Je souhaite également que cette assemblée puisse se dérouler au mieux et nous permette de répondre dans un climat plus serein que l'année dernière aux questions qui nous ont été envoyées et à celles que vous nous poserez. Nous avons la volonté de répondre à un maximum de questions mais dans de bonnes conditions et dans un délai raisonnable. Cette assemblée n'est en particulier pas le lieu de répondre aux questions qui concernent les litiges qui sont toujours pendants devant les tribunaux ni à celles qui ne concernent pas l'exercice écoulé.
Comme l'an passé, je voudrais brièvement retracer pour vous les événements les plus marquants de l'année sous revue, avant de céder la parole au Vice-Gouverneur qui présentera et commentera les comptes annuels de l'exercice 2005.
Différents projets nouveaux confiés à la Banque par les autorités publiques et l'ensemble des acteurs économiques témoignent de la confiance que l'ensemble de la société belge continue à accorder à notre institution. Le projet principal porte sur l'avenir des moyens de paiement. En 2004, les ministres des finances, de l'économie et de la protection de la consommation ont chargé la Banque d'organiser une concertation nationale sur l'efficacité des systèmes de paiement en Belgique. A cette fin, la Banque a mis sur pied un Groupe de pilotage sur l'avenir des moyens de paiement, dans lequel toutes les parties concernées sont représentées.

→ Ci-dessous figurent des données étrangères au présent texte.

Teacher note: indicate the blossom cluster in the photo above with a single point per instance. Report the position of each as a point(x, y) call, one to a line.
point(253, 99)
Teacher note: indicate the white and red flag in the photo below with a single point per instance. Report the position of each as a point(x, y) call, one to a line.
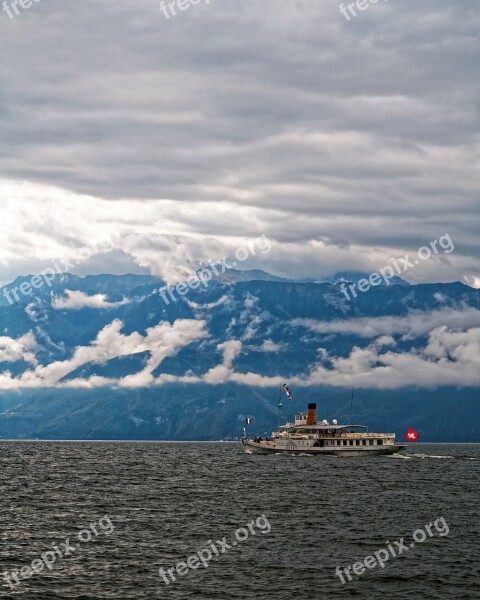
point(411, 435)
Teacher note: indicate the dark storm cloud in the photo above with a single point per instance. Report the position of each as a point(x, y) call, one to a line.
point(360, 134)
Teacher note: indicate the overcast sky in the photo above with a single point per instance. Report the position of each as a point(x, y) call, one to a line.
point(169, 140)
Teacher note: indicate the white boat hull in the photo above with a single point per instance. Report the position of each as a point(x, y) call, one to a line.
point(252, 447)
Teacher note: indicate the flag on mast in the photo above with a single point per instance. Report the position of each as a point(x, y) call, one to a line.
point(411, 435)
point(287, 391)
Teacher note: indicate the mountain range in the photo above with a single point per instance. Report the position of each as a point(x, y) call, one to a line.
point(107, 357)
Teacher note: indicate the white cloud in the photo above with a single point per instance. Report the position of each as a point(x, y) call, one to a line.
point(270, 346)
point(415, 324)
point(22, 348)
point(450, 358)
point(163, 340)
point(76, 300)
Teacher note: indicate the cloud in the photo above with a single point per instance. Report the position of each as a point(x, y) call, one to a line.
point(450, 358)
point(176, 141)
point(222, 373)
point(415, 324)
point(160, 341)
point(270, 346)
point(22, 348)
point(76, 300)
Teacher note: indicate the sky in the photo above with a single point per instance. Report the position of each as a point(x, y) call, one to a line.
point(160, 143)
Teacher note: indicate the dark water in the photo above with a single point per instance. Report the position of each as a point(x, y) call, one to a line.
point(166, 501)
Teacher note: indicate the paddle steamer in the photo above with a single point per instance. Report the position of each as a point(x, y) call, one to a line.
point(307, 436)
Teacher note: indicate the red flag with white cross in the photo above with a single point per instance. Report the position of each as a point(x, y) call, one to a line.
point(411, 435)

En 2005, ce groupe de pilotage a publié deux rapports: le premier porte sur les coûts, les avantages et les inconvénients des différents moyens de paiement, et le second sur la modernisation des circuits de paiement utilisés par les pouvoirs publics. Ce groupe de pilotage devrait encore aborder la question du passage à la Single Euro Payment Area, qui permettra d'intégrer les systèmes de paiement de différents pays et de rendre les paiements transfrontaliers plus efficaces.
La mise en place de synergies entre la Banque et la CBFA prévue par la loi du 2 août 2002 relative à la surveillance du secteur financier et aux services financiers s'est poursuivie, notamment en matière de stabilité financière, d'informatique et de gestion de crise. L'objectif final de la réforme ne pourra toutefois être pleinement atteint qu'en approfondissant encore les rapprochements et l'esprit de collaboration, dans le respect des compétences de chaque institution et de la spécificité de leurs métiers respectifs.
Pour notre institution, l'année 2004 avait été marquée par une nouvelle réflexion stratégique sur l'avenir des activités. Cette réflexion a débouché en 2005 sur l'adoption de plans directeurs qui balisent l'évolution des activités et de l'emploi à la Banque. Ces plans constituent un cadre pluriannuel stable jusqu'en 2009. Il s'agit, pour la Banque, d'agir au sein de l'Eurosystème avec une sélectivité et une spécialisation accrues, de continuer à maîtriser les coûts et d'améliorer encore la qualité des services rendus à la collectivité.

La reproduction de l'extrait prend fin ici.